3. Employ digital signatures to authenticate data revisions: Digital signatures prevent tampering, and original versions of the data should be cryptographically signed. Organizations should adopt quantum-resistant digital signature standards.
4. Leverage trusted infrastructure: Create a trusted computing environment based on the zero-trust architecture to isolate sensitive operations and keep data in secure enclaves. Trusted environments are essential to secure AI applications on-premises and in the cloud.
5. Classify data and use access controls: Categorize data using a classification system based on sensitivity and required protection measures. The output of AI systems should be classified at the same level as the input data, rather than creating a separate set of guardrails.
6. Encrypt data: This includes securing data at rest, in transit, and during processing. AES-256 encryption is the de facto industry standard and is considered resistant to quantum computing threats. Use protocols, such as TLS with AES-256 or post-quantum encryption, for data in transit.
7. Store data securely: Store data in certified storage devices that enforce NIST FIPS 140-3 compliance, ensuring that the cryptographic modules used to encrypt the data provide high-level security against advanced intrusion attempts.
8. Consider privacy-preserving techniques: Data depersonalization techniques, such as data masking, involve replacing sensitive data with other pieces of information so that the data can be used without exposing the sensitive details. When possible, use data masking to facilitate AI model training and development. Differential privacy is a framework that provides a mathematical guarantee quantifying the level of privacy of a dataset or query. Decentralized learning techniques, such as federated learning, permit AI system training over multiple local datasets, with limited sharing of data among local instances.
9. Delete data securely: Erase data using a secure deletion method, such as cryptographic erase, block erase, or data overwrite, before repurposing or decommissioning any systems.
10. Conduct ongoing data security risk assessments: Continuously improve data security measures to keep pace with evolving threats and vulnerabilities, learn from security incidents, stay up to date with emerging technologies, and maintain a robust security posture. Industry-standard frameworks include the NIST SP 800-3r2, Risk Management Framework (RMF), and the NIST AI 100-1, Artificial Intelligence RMF.

Can Organizations Implement the Guidance?

AI poses many risks when introduced into the supply chain. Organizations feed copious amounts of data to train AI models, but that can leave room for error, introduce vulnerabilities, and lead to data leaks. Therefore, organizations must understand the risks and how third parties use the data. There are best practices around digital signatures, data integrity, and data provenance to help address that.
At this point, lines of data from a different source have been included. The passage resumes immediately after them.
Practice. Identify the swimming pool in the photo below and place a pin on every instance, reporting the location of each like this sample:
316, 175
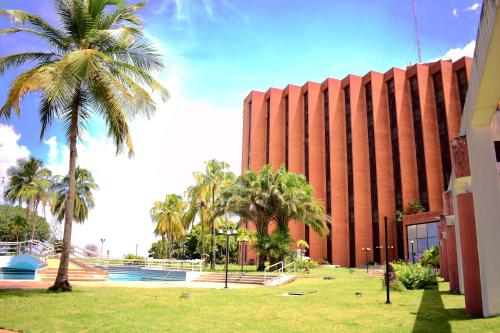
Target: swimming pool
134, 273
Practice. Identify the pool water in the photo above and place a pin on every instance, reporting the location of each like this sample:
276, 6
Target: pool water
131, 273
16, 274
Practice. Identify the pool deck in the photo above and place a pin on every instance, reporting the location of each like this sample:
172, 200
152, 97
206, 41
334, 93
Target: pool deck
30, 284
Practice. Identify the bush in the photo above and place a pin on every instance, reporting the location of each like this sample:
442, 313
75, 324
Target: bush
306, 265
430, 257
413, 276
322, 261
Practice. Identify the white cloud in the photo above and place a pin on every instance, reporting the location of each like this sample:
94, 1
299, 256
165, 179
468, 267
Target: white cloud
10, 152
457, 53
169, 147
473, 7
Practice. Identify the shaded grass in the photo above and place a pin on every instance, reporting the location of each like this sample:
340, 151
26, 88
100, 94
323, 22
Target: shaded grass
334, 307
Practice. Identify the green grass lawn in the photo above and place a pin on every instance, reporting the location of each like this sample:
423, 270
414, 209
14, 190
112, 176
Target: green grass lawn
333, 307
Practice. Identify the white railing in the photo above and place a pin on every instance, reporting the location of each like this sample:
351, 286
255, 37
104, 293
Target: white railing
32, 247
282, 268
192, 265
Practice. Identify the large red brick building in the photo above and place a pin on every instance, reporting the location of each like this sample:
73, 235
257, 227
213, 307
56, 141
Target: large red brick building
369, 146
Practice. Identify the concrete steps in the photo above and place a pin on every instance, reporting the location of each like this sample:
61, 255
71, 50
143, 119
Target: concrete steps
234, 278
While it’s encouraging that the NSA released guidance to bolster data security, which is foundational to building trustworthy AI systems, implementing the practices at scale can be costly and resource-intensive for organizations, says Dr. Margaret Cunningham, director of security and AI strategy at Darktrace.
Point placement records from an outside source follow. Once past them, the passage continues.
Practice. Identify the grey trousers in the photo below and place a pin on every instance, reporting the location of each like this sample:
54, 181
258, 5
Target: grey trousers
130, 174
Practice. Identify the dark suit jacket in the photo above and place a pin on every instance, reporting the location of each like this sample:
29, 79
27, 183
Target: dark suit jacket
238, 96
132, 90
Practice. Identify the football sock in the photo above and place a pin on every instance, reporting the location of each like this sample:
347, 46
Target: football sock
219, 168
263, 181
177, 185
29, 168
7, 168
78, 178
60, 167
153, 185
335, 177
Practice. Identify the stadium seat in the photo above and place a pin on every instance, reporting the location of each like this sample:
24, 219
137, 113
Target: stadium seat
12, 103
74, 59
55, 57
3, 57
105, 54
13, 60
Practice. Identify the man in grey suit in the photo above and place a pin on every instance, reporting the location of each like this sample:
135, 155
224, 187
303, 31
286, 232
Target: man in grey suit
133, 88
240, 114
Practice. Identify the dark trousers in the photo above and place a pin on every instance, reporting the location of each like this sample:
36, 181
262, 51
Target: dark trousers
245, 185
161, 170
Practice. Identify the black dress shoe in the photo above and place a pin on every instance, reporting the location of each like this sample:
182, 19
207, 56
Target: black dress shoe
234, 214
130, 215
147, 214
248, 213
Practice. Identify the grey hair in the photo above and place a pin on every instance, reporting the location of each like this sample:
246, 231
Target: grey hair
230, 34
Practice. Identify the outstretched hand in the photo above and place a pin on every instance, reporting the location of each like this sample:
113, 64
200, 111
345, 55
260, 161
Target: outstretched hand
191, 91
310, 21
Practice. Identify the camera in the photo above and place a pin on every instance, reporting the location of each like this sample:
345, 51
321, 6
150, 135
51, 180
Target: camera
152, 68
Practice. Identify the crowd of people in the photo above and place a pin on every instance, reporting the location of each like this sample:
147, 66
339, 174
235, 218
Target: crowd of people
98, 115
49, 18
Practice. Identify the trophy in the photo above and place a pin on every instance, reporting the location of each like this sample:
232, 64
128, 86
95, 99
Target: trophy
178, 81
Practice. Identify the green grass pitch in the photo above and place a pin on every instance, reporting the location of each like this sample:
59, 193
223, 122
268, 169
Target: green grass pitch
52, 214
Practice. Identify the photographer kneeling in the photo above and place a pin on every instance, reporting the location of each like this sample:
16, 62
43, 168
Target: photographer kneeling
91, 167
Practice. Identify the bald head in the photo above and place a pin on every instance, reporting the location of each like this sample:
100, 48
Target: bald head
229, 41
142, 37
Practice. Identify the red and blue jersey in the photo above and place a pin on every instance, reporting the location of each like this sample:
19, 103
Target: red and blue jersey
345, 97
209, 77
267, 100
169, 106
“Without stronger incentives or accountability, some organizations may be hesitant to make the necessary investments,” she says. “As the industry matures, it will be important to align incentives and expectations to ensure responsible practices are not just recommended but realistically adopted.”
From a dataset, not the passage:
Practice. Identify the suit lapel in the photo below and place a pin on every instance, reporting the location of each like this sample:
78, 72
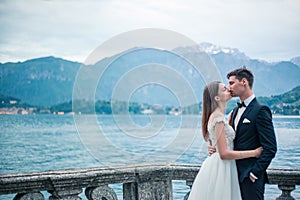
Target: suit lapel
246, 112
On the other hand, most of the NSA and CISA guidance is achievable today with modest investment and focus, says Kinnaird McQuade, chief security architect at BeyondTrust. Other elements, like quantum-safe cryptography, are more aspirational and likely to land in future budget cycles, he adds.

“The bigger blind spot for most CISOs is LLM-specific risk — particularly data poisoning that can twist models long before anyone notices,” McQuade says. “Controlling privileged access to training data, enforcing least privilege for both human and nonhuman identities, and continuously monitoring for anomalous behavior are all practical, achievable steps organizations can take today.”